Acknowledged authors Dallam, Marie W. wrote Daddy Grace: A Celebrity Preacher and His House of Prayer (Religion, Race, and Ethnicity) comprising 276 pages back in 2009. Textbook and eTextbook are published under ISBN 0814720374 and 9780814720370. Since then Daddy Grace: A Celebrity Preacher and His House of Prayer (Religion, Race, and Ethnicity) textbook was available to sell back to BooksRun online for the top buyback price or rent at the marketplace.

Description

Charles Manuel “Sweet Daddy” Grace founded the United House of Prayer for All People in Wareham, Massachusetts, in 1919. This charismatic church has been regarded as one of the most extreme Pentecostal sects in the country. In addition to attention-getting maneuvers such as wearing purple suits with glitzy jewelry, purchasing high profile real estate, and conducting baptisms in city streets with a fire hose, the flamboyant Grace reputedly accepted massive donations from his poverty-stricken followers and used the money to live lavishly.
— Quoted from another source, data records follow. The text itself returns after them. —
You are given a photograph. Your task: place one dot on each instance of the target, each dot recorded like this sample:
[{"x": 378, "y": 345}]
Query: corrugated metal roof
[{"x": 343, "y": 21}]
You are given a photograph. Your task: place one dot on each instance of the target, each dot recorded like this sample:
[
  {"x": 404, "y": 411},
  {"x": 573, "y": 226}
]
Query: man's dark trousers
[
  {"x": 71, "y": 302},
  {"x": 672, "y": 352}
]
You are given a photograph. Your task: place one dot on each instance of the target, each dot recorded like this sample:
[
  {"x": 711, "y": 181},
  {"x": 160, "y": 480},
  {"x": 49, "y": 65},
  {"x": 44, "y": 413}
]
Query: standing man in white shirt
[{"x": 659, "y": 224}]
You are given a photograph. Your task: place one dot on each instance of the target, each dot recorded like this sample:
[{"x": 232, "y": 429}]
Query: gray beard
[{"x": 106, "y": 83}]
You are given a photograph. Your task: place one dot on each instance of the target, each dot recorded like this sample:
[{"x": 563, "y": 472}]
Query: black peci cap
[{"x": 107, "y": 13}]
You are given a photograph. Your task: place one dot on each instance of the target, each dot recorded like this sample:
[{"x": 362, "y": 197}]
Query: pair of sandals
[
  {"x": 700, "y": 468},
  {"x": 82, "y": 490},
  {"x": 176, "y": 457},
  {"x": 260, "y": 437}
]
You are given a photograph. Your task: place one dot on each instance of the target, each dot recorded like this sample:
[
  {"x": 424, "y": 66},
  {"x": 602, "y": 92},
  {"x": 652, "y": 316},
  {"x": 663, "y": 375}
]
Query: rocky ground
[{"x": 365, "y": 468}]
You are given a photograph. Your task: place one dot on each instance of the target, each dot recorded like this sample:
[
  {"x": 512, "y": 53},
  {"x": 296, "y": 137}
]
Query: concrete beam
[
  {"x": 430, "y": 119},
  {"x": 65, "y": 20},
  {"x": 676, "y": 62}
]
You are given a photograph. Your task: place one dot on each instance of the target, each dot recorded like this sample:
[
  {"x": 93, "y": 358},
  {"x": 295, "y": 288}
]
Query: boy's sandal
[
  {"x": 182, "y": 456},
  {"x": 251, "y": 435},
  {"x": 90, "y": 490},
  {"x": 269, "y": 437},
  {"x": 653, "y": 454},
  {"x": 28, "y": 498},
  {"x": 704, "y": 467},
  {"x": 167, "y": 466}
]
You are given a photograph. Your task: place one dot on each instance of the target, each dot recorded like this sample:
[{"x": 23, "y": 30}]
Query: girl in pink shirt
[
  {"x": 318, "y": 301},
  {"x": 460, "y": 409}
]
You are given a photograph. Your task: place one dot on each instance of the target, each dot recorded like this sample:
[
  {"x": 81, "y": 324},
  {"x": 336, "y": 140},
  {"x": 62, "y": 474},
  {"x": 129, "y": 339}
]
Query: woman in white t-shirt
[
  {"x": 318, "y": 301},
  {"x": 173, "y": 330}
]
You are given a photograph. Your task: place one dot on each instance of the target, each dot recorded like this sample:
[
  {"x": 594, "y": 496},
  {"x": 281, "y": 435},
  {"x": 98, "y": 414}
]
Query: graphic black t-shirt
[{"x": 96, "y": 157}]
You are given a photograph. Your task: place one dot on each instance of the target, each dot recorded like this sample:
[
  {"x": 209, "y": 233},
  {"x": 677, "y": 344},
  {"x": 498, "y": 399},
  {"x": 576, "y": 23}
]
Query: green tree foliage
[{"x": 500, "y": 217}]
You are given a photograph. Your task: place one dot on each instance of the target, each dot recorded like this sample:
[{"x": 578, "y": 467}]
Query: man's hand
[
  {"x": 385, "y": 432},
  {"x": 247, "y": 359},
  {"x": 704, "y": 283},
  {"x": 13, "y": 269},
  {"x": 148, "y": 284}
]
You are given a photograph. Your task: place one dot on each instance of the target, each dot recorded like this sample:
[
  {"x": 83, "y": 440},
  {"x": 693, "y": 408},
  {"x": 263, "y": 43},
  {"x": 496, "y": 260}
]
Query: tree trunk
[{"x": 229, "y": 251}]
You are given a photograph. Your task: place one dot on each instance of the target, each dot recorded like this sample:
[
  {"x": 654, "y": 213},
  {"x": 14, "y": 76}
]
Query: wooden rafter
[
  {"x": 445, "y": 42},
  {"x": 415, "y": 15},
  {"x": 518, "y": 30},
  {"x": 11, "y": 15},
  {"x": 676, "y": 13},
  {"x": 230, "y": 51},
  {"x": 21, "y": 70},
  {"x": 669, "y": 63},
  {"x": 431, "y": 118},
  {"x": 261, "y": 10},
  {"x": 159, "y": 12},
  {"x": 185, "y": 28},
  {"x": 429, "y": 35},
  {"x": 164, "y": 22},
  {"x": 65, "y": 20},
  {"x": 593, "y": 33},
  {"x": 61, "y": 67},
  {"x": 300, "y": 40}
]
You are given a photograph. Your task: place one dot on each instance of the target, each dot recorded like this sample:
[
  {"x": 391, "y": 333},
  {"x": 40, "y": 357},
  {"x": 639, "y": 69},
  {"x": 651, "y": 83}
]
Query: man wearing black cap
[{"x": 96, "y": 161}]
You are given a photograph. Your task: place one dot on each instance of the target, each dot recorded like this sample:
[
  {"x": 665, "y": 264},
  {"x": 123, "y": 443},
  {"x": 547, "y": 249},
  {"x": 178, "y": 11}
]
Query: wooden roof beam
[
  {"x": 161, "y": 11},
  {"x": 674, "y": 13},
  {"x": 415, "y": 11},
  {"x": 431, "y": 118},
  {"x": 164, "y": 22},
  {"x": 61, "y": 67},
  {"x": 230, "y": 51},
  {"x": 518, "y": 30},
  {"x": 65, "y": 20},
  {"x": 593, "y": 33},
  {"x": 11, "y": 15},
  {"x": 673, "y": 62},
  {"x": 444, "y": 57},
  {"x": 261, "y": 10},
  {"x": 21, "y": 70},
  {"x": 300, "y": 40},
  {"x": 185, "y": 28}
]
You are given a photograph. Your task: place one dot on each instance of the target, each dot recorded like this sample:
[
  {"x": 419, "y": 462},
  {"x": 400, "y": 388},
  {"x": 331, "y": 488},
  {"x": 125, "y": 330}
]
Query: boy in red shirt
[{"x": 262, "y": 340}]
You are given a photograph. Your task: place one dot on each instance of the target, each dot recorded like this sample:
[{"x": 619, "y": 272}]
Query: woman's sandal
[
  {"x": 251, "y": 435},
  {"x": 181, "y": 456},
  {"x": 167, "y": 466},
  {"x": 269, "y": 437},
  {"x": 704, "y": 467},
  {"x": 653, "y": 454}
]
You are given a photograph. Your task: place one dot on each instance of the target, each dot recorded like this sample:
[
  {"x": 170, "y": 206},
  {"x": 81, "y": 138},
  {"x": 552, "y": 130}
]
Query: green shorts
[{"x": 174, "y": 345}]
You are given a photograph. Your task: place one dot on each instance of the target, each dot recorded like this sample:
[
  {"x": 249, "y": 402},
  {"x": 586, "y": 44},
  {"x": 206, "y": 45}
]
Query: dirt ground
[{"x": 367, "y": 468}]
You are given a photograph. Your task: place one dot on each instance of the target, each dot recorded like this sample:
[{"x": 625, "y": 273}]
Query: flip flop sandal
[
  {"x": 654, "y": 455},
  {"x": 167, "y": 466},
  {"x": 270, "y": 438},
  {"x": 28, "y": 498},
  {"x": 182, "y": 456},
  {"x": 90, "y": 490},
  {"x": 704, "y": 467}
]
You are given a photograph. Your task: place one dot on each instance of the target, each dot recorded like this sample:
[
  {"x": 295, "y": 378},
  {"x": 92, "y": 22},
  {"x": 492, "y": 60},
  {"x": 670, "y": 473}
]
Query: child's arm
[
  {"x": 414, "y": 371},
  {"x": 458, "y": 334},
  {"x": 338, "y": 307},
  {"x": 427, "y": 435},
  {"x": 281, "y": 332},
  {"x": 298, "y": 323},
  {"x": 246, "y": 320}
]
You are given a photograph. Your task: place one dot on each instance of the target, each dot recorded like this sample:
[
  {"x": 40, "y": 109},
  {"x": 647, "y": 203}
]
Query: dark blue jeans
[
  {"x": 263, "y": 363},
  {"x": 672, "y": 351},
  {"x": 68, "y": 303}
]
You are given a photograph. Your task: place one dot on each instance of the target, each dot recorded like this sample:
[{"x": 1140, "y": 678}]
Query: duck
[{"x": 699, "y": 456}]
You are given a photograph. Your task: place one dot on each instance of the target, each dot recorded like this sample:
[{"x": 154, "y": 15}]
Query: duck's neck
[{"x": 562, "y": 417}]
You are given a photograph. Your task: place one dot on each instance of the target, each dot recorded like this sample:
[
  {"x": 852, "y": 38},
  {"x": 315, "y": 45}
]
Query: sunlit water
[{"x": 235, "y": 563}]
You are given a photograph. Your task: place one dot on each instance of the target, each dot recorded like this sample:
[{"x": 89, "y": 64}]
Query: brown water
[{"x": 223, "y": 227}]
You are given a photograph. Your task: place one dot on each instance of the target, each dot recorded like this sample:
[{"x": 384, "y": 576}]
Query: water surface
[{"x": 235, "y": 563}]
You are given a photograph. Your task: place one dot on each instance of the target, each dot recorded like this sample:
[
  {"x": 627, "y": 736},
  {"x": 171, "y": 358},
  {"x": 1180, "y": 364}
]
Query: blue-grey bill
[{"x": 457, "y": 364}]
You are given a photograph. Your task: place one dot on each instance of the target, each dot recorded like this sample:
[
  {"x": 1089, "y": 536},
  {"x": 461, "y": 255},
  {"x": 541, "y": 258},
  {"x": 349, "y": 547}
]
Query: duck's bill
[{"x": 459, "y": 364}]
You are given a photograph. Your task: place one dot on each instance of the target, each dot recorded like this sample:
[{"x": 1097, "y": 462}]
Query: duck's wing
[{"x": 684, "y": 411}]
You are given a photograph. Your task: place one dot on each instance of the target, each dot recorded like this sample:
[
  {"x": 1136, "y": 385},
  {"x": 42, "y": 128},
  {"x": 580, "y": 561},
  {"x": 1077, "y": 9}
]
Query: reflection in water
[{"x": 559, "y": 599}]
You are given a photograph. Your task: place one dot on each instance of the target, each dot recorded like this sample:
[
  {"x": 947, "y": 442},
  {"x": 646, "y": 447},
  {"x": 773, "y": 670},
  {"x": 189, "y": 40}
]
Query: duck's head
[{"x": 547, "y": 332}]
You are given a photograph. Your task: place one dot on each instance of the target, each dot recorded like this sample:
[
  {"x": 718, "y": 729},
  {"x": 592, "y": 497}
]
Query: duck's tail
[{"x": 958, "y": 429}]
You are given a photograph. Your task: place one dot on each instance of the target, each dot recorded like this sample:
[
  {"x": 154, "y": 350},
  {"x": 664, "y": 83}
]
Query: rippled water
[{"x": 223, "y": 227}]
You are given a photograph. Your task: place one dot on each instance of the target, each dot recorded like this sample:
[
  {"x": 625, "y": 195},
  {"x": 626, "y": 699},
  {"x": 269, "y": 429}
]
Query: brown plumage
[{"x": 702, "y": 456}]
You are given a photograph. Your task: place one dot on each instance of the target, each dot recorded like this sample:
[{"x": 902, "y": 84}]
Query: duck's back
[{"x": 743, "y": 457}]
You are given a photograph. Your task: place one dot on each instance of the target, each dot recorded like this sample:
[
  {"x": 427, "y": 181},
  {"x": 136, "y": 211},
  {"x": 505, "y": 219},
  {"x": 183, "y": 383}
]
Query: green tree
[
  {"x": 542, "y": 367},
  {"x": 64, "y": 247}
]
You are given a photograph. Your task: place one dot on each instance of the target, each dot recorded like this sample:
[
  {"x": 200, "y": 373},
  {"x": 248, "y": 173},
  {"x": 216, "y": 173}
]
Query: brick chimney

It was assumed by many that Grace was the charismatic glue that held his church together, and that once he was gone the institution would disintegrate. Instead, following his 1960 death there was a period of confusion, restructuring, and streamlining. Today the House of Prayer remains an active church with a national membership in the tens of thousands.
Daddy Grace: A Celebrity Preacher and His House of Prayer seriously examines the religious nature of the House of Prayer, the dimensions of Grace’s leadership strategies, and the connections between his often ostentatious acts and the intentional infrastructure of the House of Prayer. Furthermore, woven through the text are analyses of the race, class, and gender issues manifest in the House of Prayer structure under Grace’s aegis.
Marie W. Dallam here offers both a religious history of the House of Prayer as an institution and an intellectual history of its colorful and enigmatic leader.